A good example of this is can be seen in the rise of cryptocurrencies. Early on, the movement gained traction through Bitcoin and Ethereum as technological answers to the problems exposed by a devalued dollar, collapse of traditional asset markets in real estate, and loss of trust in established governmental and banking institutions after the 2008 financial crisis. As cryptocurrency has grown in the popular imagination in the past few years since the 2020 pandemic, it is fueled by a similar breakdown of trust in traditional institutions. Different groups of people have attached themselves to alternative cryptocurrencies based on a variety of diverse values as they choose to realign themselves to new identities forced upon them by a more unstable world.

An example of this would be the popularity of Dogecoin ($DOGE), which was created as a joke and then became empowered by a meme — which then became a true fungible currency. To own Dogecoin is as much a cynical social statement as much as it might be a financial decision to invest in a new currency. Coins like Pirate Chain ($ARRR) focus on the desire of privacy and freedom from governmental control. Other tokens bring communities together along lines of affinity, like $AART, which is a token created to streamline the exchange of digital art.

Digital art in the form of Non-Fungible Tokens (NFTs) have become a significant asset-class with its own store of value. NFT artworks are therefore true forms of money, and the design of them not only enhances their desirability by diverse communities, but also communicates core values through sign and symbol. The successful ones are rare by design, and not as simple to acquire. Therefore the more popular NFTs, like those of the Bored Ape Yacht Club (BAYC), are also used to gain access to exclusive community benefits, such as inclusion in invite-only events where owners of the NFTs can hob-knob with wealthy and powerful people like celebrities.

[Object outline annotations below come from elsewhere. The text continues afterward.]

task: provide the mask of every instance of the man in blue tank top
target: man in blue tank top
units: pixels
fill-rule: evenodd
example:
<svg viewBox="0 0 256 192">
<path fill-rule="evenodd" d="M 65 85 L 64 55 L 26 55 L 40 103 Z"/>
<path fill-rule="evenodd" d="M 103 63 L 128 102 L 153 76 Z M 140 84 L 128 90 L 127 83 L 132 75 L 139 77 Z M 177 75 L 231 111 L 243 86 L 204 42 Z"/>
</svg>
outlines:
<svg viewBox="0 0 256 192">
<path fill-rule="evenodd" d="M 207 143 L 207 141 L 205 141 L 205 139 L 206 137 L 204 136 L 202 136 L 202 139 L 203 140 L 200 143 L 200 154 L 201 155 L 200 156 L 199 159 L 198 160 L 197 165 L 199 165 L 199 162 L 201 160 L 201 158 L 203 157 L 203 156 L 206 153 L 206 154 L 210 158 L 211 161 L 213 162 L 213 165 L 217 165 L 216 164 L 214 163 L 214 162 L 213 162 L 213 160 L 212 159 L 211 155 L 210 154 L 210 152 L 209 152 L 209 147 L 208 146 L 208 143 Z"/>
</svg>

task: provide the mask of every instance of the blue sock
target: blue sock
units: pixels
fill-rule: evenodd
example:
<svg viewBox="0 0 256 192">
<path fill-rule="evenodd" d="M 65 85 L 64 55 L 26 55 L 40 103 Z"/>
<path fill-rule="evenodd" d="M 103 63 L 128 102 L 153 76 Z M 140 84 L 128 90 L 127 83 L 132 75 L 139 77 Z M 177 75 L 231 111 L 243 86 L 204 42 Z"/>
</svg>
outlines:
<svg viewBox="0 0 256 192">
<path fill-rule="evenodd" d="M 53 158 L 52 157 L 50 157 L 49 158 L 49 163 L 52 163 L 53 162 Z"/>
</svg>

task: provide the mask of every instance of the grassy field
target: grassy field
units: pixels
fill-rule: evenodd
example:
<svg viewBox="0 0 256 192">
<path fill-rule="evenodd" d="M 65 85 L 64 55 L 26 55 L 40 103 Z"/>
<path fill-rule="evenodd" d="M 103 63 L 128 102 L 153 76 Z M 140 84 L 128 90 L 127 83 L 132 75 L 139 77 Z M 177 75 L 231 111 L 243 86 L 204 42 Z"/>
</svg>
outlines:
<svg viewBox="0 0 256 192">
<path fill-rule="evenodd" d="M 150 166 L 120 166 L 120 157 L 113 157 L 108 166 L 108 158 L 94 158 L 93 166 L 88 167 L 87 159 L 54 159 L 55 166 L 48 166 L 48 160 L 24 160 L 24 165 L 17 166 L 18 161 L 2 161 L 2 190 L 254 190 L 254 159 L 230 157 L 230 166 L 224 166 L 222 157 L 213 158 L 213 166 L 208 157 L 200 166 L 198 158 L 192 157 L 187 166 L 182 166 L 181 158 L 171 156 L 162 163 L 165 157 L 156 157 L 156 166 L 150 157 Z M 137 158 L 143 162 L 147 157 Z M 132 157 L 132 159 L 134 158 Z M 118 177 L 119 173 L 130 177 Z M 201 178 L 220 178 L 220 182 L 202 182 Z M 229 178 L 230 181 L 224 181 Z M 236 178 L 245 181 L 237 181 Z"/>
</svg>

My own experiments with cryptocurrency has been really interesting. Over the past year I have created my own NFT collection, called the RatRodz Race Club (RRDZ), on the Solana ($SOL) cryptocurrency and created an exchangeable token, the $RATTIE (found at https://ratrodz.club). The project is a hot-rod themed collection of art inspired by 1970s hot-rod artwork created by artists like Ed Roth. It has attracted a small community of people around the world from Hong Kong to El Salvador and Florida, that share a love of this kind of art and feel akin to the values that “hod-rods” represent — freedom, rebelliousness, anarchy and self-deprecating humor. Ownership of the tokens grants access to an online community which members participate and enjoy online social connection. Where this project is going is really evolving, but it has been very exciting to watch. The project hasn’t profited a lot of money in terms of dollars (it has made some, about $1,500 so far), but has been life-enriching in other ways in terms of human connection, albeit virtual for now.

The Visual Design of Currency as a Topic for Further Exploration

In upcoming articles, I aim to explore the visual design of currencies, the signs and symbols used, and how they have evolved historically. I will also attempt to show they may continue to evolve as a communications medium in order to drive social action. This study will culminate in exploring the visual design of modern alternative currencies such as the Goldback in local parallel economies and cryptocurrencies in the emerging crypto-culture. My overall goal for this project is to provide some unique insights into one area where design is impacting the formation of new global communities linked together via common values and trust in our digitally connected world.